# 5-15-04 am-pm



## truck (Apr 12, 2004)

Went out Sat am caught a bunch of skips!Even managed to get a channel while there.Rained the whole time but the skips seemed to like it better that way.Went home to get ready for pm fishing/catching.


----------



## truck (Apr 12, 2004)

All in all not a bad night I just don't like staying up real late.As you can see I was not in many pics,Oh well you can't always be the lucky one


----------



## JUSTCRAZY (Apr 6, 2004)

NIce fish. You guys look like you had a good time.

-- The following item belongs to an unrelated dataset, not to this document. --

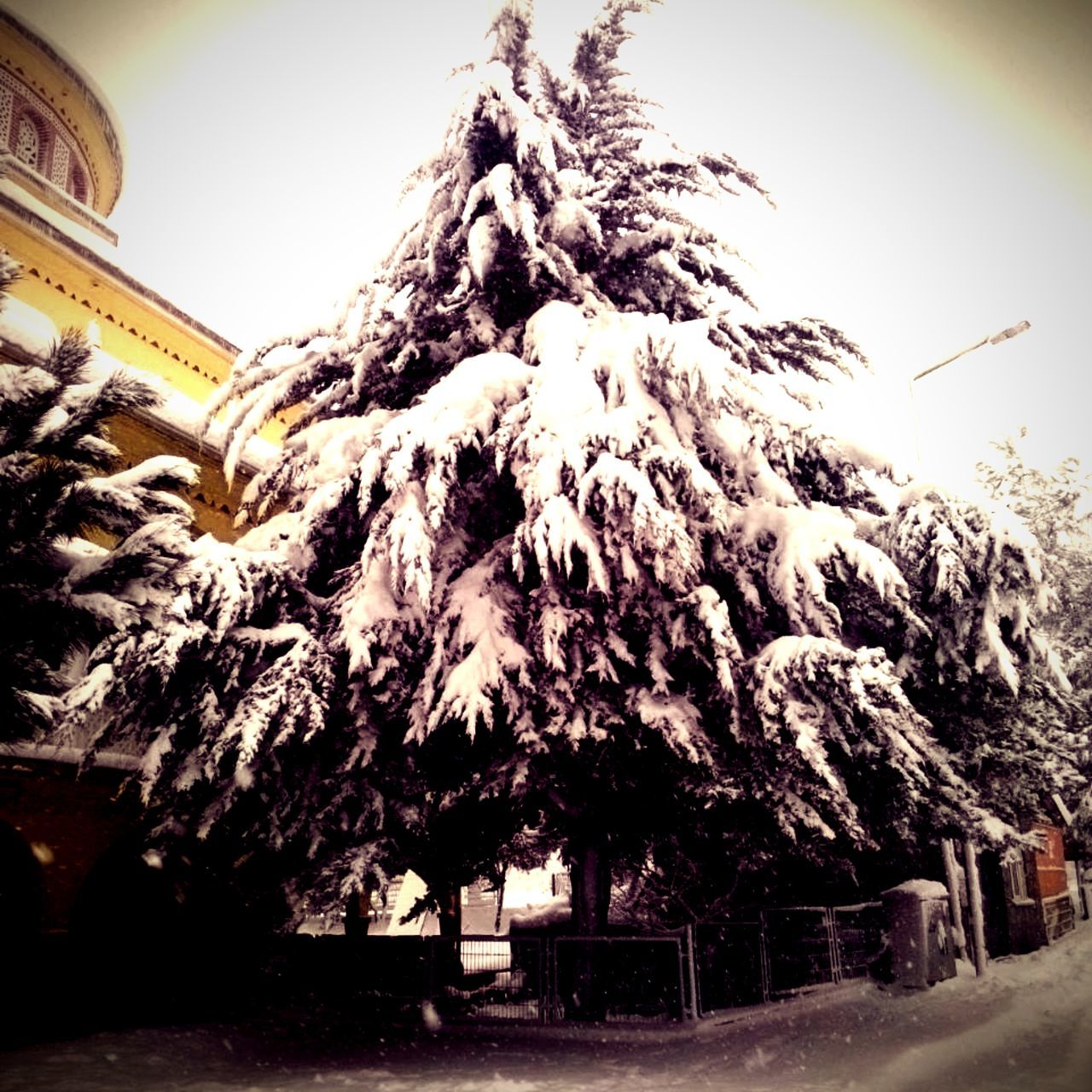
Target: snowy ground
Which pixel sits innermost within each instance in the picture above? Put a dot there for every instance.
(1026, 1025)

I sure wih I could find some channels like those!


----------



## flathunter (Apr 5, 2004)

Nice fish indeed, man that is a big sheephead.


----------



## hunterm (Apr 22, 2004)

You guys did well!!


----------



## truck (Apr 12, 2004)

thanks guys I was a pretty good net man Sat night not much action on my part.The big sheep was kinda fun though.Daryl


----------



## Mean Morone (Apr 12, 2004)

Yes you did good. Lunkerhuntin and I tried our luck up in the Great Miami and caught one small channel cat, one small hybrid striper, one mad turtle, and one big ole boat stuck on the rocks. Not a good trip.


----------